I have big news, but I can't tell you what it is. Not just yet.

Call me superstitious. When everything's signed and legally binding, you'll be the first to know.

(Like you can't figure it out on your own.)

August 16, 2006

"Space Boy, Fly Girl, living in the Underworld..."


Us XX
Originally uploaded by Citizen Rob.
I'm sort of a bad person, because when I have to attend meetings for parents at Schuyler's school, I last about ten minutes before I start twitching and spazzing and fucking off. I'm that one person who can't sit still and who sighs dramatically when other parents ask questions like, "So on the days when it gets up past 100 degrees, do you take the kids outside at recess?"

I wish I were making that up.

So when we went to the big First Grade Parent/Teacher End-All Hootenanny of Hootenannies, Julie paid attention and actually learned some stuff while Schuyler and I mocked the principal's presentation by making the little "blah blah blah" talking hands at each other. (Imagine David Byrne in his big suit in the "Once in a Lifetime" video; "You may ask yourself...")

So yeah, we were a bad little scene, but I'm not sure what to tell you.
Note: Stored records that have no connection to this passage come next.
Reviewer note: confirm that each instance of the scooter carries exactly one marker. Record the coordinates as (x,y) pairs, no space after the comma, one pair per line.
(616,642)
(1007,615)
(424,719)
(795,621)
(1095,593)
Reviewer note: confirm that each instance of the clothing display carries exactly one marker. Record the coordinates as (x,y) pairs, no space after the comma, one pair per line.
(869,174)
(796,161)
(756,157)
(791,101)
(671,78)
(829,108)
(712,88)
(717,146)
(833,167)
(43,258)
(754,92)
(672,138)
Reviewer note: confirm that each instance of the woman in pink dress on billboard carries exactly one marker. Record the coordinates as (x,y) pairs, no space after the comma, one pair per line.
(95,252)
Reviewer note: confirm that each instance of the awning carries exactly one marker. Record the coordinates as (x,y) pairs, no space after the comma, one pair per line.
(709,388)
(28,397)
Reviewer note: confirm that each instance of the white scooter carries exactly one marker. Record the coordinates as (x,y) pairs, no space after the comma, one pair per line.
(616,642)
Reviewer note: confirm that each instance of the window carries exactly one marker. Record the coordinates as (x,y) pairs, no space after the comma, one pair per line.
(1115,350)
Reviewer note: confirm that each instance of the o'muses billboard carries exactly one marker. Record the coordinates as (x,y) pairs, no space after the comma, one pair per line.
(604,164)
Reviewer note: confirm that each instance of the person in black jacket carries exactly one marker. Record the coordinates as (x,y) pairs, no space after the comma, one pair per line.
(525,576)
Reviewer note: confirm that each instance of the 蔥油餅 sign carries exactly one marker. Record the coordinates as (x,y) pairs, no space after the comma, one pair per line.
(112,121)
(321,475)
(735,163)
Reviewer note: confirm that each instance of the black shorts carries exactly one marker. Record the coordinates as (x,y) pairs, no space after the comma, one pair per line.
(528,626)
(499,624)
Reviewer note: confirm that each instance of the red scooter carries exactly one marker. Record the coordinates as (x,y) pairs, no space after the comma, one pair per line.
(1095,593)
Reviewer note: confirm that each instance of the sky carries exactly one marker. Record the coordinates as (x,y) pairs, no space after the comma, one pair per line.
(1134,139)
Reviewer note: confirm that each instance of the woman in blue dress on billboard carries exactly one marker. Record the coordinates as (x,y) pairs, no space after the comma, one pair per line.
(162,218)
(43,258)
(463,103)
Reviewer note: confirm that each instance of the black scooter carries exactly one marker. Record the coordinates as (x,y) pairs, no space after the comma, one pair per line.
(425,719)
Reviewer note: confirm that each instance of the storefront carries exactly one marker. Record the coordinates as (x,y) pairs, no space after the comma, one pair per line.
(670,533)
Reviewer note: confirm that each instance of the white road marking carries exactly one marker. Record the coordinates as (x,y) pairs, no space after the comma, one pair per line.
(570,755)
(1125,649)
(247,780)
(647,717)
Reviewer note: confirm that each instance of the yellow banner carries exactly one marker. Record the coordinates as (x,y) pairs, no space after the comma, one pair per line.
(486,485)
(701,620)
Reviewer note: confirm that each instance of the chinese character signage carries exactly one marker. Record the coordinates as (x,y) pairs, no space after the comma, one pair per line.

Schuyler and I are the same in so many of our personality quirks, and our impatience with time wasting is one of them. I can't speak for Mister "Stupid Hot Day Question" Dad, but I don't actually require, when handed a handbook for parents, to then have all the teachers take turns showing it, page by page, in a PowerPoint presentation while READING it aloud to me. I thought we did pretty well, considering I'll one day be lying in bed, old-man-stinky and dying, and one of the last things I'll wheeze out in a raspy voice will be, "Goddamn it, I wish I had that hour back right now..."

I think Schuyler's going to fare pretty well this year. As always, she wasn't the slightest bit apprehensive about going back to school. Schuyler feeds on the new, and she loves meeting new people. Some kids don't handle change very well, but Schuyler is almost the opposite, like me. She gets bored with routine, and when she senses me getting bored, too, well, it's time to break out the David Byrne hands. The nice part is that when the other parents stare at her, which a surprising number of them were doing, the chances are at least even that it's not just her enthusiastic but non-sensical Schuylerese they are reacting to. It could be her pink punkass hair or her father-induced squirrelly behavior. Not everyone knows what to do with a beautiful freak.

Finally, after sitting through the meeting for about seven hours (internal measurement; one actual hour), we left the school and went our separate ways, Julie to go to the store and Schuyler and I to go home. In the car, Schuyler and I sung and danced around to our current favorite "Father/daughter funk track", which coincidentally, is a song by David Byrne, "U.B. Jesus". If you're not a David Byrne fan, I don't know what to tell you. You might just be dead to me now.

We always save our most enthusiastic jumping around (and get the most stares from the No-longer-quite-so-young Republicans and MILF-wannabes in the cars around us) for the part where the song kicks into overdrive.

Jump Back, Jump Back
Givin' me a heart attack
Fall down, Fall down
Sweeter than a cherry bomb

Sweet Thing, Sweet Thing
Steppin' on your violin
Space Boy, Fly Girl
Living in the underworld


When I sang that last part to her, she clapped and laughed her little head off.

"Who's Space Boy?" I asked her. She pointed at me.

"And who's Fly Girl?" She pointed to herself in triumph and started dancing some more.

So there you go. Same as it ever was.